For many years I struggled with how to combine two of my main interests, Zen and work. I had read that the Zen mind is the mind before thinking, so it seemed like Zen and work must be totally unrelated. But over time I came to understand phrases like, “When working, just work.”
This article contains a collection of quotes that have been helpful to me in understanding the relationship between Zen and work. Please note that I don’t wrap each quote in double quotes, and I also try to attribute each quote to the correct author/speaker. If you’re interested in how to combine Zen and work, I hope you’ll find them helpful.
“When you see a plum blossom, or hear the sound of a small stone hitting bamboo, that is a letter from the world of emptiness.”
A quote from a Lion’s Roar article, Shikantaza is Understanding Emptiness.
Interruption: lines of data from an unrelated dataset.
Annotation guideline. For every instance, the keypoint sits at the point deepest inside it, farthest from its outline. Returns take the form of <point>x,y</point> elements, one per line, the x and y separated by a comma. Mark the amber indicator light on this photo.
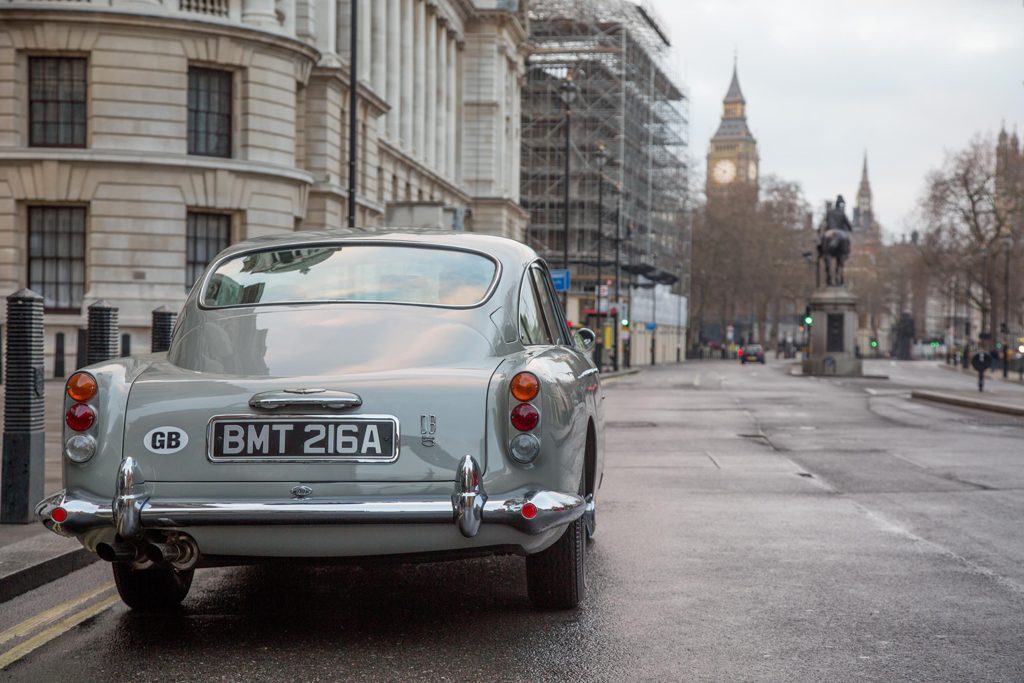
<point>80,417</point>
<point>81,386</point>
<point>525,386</point>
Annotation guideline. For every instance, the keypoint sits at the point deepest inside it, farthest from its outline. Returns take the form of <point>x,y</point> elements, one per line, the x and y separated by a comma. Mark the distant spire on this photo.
<point>734,94</point>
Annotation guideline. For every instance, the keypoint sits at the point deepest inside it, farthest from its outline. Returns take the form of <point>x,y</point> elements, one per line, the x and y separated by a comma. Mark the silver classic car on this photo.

“The only Zen you find on the tops of mountains is the Zen you bring up there.”
~ Robert Pirsig
In terms of being a nice person, Steve Jobs may have been the worst Buddhist in the history of the world, but he captures the Zen/Buddhist essence in this quote:
“Remembering that I’ll be dead soon is the most important tool I’ve ever encountered to help me make the big choices in life. Because almost everything — all external expectations, all pride, all fear of embarrassment or failure — these things just fall away in the face of death, leaving only what is truly important. Remembering that you are going to die is the best way I know to avoid the trap of thinking you have something to lose. You are already naked. There is no reason not to follow your heart.”
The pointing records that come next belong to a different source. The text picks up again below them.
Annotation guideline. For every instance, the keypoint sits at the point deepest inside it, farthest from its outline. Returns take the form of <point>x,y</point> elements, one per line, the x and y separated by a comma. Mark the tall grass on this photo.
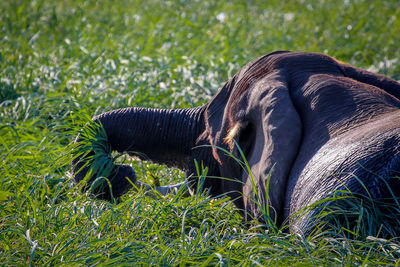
<point>62,62</point>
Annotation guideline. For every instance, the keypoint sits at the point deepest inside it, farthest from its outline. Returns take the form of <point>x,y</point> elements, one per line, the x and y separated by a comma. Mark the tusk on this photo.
<point>163,190</point>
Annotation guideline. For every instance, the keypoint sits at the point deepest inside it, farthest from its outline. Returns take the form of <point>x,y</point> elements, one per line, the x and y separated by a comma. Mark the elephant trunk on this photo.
<point>160,135</point>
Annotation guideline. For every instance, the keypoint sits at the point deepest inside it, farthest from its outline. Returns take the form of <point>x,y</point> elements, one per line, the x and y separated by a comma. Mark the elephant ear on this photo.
<point>263,122</point>
<point>383,82</point>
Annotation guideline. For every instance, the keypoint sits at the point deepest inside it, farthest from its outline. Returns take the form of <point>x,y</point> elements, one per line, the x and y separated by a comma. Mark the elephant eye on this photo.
<point>246,138</point>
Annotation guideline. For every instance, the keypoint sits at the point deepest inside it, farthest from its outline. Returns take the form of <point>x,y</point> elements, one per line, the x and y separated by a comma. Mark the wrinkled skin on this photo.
<point>311,122</point>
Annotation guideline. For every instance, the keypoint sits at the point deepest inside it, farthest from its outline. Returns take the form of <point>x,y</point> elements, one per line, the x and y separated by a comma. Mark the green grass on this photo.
<point>64,61</point>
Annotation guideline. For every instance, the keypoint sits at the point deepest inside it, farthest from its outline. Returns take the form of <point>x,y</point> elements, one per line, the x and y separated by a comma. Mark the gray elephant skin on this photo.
<point>307,124</point>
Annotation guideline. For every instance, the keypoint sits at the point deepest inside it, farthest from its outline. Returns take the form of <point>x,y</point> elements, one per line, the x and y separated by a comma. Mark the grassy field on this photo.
<point>63,62</point>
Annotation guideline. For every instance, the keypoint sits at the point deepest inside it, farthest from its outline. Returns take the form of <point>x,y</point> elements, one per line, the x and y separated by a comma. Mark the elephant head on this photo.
<point>307,125</point>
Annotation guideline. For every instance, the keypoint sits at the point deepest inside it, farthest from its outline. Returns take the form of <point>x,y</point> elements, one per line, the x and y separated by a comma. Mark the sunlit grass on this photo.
<point>62,62</point>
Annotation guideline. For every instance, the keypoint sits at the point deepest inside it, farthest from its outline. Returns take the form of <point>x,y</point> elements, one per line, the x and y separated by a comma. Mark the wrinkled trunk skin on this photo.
<point>160,135</point>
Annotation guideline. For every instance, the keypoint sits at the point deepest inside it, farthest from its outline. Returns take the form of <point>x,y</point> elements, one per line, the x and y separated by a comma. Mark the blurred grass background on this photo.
<point>62,62</point>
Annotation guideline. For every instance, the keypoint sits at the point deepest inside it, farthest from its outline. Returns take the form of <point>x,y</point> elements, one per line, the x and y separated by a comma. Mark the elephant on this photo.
<point>307,124</point>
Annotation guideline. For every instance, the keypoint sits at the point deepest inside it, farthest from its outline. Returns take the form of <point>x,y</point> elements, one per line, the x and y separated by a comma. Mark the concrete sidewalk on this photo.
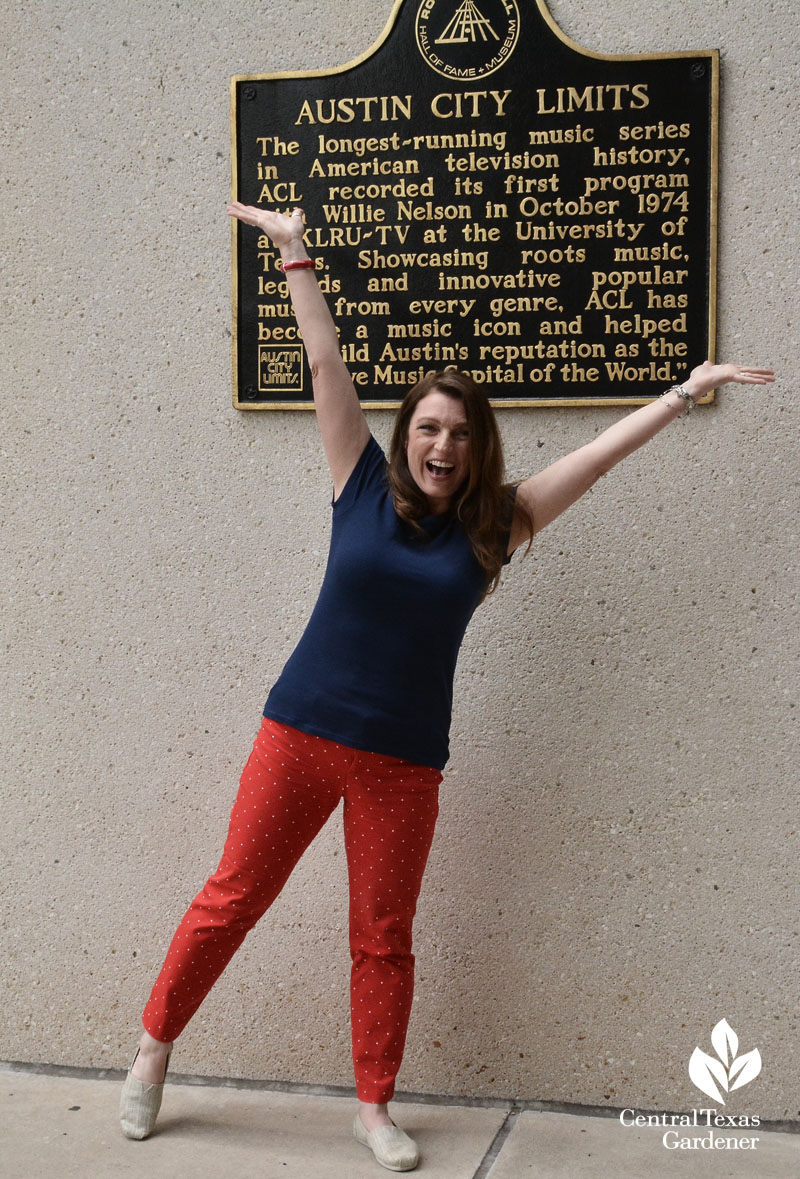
<point>65,1127</point>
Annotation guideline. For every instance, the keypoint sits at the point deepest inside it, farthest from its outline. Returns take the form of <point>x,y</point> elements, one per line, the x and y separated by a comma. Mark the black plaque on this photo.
<point>483,193</point>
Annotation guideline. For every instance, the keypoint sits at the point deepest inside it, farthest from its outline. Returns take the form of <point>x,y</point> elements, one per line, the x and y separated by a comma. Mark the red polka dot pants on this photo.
<point>289,788</point>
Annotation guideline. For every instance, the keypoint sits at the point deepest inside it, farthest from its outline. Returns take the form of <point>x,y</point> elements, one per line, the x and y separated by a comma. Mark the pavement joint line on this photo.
<point>497,1144</point>
<point>514,1106</point>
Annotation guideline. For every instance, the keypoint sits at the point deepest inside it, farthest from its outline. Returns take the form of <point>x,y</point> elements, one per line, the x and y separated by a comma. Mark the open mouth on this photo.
<point>440,469</point>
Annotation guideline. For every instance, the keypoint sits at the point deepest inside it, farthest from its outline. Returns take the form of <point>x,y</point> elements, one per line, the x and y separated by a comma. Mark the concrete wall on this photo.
<point>616,862</point>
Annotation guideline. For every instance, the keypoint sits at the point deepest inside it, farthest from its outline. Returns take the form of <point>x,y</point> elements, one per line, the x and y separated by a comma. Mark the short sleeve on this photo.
<point>368,474</point>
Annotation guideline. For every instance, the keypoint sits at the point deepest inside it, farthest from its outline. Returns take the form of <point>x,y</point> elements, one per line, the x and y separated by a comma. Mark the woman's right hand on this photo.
<point>285,232</point>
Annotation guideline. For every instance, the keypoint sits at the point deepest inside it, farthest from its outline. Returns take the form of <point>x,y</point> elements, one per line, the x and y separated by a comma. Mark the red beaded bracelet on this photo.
<point>304,264</point>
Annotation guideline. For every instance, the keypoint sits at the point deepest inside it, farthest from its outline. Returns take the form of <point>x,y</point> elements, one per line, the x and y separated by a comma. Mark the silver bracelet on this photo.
<point>681,393</point>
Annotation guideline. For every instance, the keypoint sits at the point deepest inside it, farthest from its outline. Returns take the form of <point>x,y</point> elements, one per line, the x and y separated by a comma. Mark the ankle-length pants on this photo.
<point>289,788</point>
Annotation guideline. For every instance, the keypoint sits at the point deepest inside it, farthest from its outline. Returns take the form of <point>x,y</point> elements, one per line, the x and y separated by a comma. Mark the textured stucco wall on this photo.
<point>616,862</point>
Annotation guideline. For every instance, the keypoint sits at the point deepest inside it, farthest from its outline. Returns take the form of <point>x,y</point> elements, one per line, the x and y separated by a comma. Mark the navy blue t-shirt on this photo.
<point>375,666</point>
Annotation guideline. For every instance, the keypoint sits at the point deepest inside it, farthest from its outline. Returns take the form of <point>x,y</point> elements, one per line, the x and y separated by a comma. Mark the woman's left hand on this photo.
<point>709,376</point>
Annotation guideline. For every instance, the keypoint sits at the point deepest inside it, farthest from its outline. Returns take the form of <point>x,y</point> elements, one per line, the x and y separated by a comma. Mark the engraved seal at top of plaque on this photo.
<point>465,39</point>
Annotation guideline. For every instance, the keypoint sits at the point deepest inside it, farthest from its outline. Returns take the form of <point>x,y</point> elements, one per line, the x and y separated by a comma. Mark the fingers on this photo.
<point>753,375</point>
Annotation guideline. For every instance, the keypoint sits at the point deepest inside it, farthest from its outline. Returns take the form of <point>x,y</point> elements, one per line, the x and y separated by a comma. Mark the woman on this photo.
<point>362,709</point>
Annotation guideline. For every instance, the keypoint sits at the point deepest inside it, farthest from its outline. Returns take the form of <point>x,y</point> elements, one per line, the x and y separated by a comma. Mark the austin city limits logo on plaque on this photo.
<point>467,38</point>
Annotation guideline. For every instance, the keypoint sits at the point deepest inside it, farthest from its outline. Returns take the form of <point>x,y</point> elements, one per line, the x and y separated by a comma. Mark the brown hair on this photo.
<point>483,504</point>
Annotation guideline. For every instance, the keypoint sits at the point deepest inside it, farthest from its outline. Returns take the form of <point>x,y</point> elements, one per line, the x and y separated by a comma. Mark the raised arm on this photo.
<point>342,422</point>
<point>551,491</point>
Photo from forbes.com, words from Steve Jobs.
“Truth waits for eyes unclouded by longing.”
I keep running into various versions of this quote (from sources like the Tao, Ram Dass, and Zen books), so I thought I’d share it here. All sayings like this mean that if you become like a clear mirror and view the world exactly as it is — not how your desires (and fears) want it to be — you’ll see the truth.
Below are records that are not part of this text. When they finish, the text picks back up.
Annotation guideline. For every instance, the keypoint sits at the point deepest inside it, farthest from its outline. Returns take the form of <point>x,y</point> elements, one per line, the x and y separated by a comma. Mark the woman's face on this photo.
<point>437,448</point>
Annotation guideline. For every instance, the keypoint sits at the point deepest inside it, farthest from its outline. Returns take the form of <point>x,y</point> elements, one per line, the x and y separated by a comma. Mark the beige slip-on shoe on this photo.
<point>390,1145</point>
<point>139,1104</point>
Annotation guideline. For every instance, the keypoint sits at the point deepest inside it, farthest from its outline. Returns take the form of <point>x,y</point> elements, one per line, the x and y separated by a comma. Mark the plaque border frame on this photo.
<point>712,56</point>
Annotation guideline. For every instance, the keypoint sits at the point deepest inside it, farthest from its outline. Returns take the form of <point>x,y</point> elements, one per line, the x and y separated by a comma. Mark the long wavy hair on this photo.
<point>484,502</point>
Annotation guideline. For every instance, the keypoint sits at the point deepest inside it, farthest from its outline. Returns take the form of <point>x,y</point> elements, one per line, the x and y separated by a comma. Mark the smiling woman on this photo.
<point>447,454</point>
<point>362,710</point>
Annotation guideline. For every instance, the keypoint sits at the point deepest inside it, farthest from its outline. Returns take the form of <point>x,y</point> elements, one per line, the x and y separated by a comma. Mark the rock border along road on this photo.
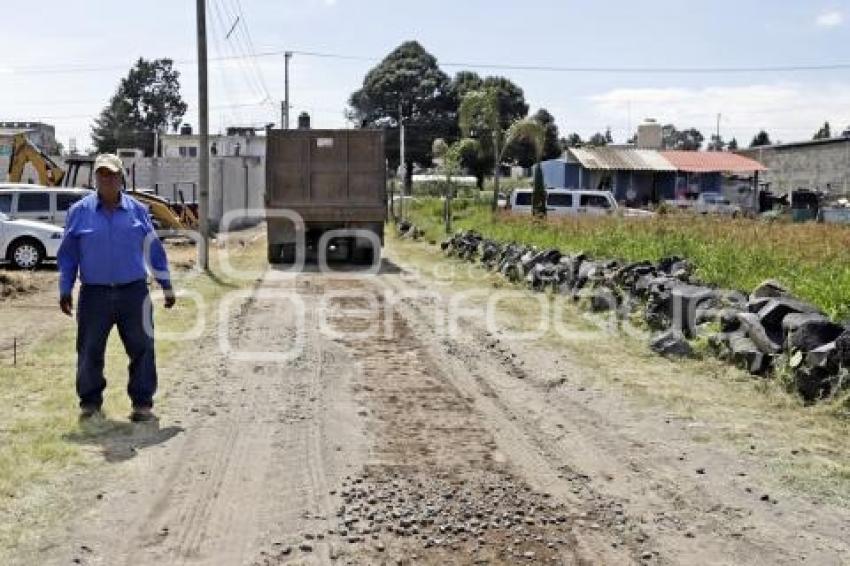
<point>410,446</point>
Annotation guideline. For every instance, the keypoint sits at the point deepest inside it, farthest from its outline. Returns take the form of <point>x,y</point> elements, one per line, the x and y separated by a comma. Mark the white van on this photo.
<point>565,202</point>
<point>20,201</point>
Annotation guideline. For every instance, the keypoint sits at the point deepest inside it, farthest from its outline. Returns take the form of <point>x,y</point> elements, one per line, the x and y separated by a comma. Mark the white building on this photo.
<point>239,142</point>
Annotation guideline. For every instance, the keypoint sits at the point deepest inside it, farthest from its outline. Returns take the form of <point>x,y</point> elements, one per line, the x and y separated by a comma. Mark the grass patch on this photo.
<point>813,260</point>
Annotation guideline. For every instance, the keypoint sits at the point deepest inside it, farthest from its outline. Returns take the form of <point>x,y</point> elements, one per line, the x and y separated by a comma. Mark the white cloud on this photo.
<point>830,19</point>
<point>788,111</point>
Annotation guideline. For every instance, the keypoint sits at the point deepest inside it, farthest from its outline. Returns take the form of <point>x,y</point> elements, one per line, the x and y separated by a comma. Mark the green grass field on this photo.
<point>813,260</point>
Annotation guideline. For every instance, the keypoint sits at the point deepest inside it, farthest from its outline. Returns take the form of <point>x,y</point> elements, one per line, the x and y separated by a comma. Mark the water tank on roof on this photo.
<point>649,135</point>
<point>303,121</point>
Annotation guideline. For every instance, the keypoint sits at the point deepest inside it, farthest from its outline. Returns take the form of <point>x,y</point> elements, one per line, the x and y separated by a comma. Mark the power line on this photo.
<point>838,66</point>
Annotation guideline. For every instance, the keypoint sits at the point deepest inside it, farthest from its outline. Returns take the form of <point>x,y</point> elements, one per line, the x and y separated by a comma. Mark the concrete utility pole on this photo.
<point>403,164</point>
<point>718,132</point>
<point>496,172</point>
<point>203,154</point>
<point>285,118</point>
This is a favorite quote from the book, Zen Training. Anyone who has ever meditated deeply at home, in the mountains, or on retreat has probably had these feelings.
“On one occasion of my own practice, nearing deep samadhi, I happened to notice that the stage of my mind was quietly turning and a new scene was appearing. In this new scene no wandering thought popped up its head; there was absolute stillness and silence, as if one had landed on the Moon.”
From a translation of the Tao Te Ching:
The master, by residing in the Tao (the Way),
sets an example for all beings.
Because he doesn’t display himself,
people can see his light.
Because he has nothing to prove,
people can trust his words.
Because he doesn’t know who he is,
people recognize themselves in him.
(I recommend that third stanza in particular for people who are interested in consulting.)
“How can we prevent our thoughts from wandering? How can we learn to focus our attention on one thing?”
“The answer is that we cannot do it with our brain alone; the brain cannot control its thoughts by itself. The power to control the activity of our mind comes from the body, and it depends critically on posture and breathing.”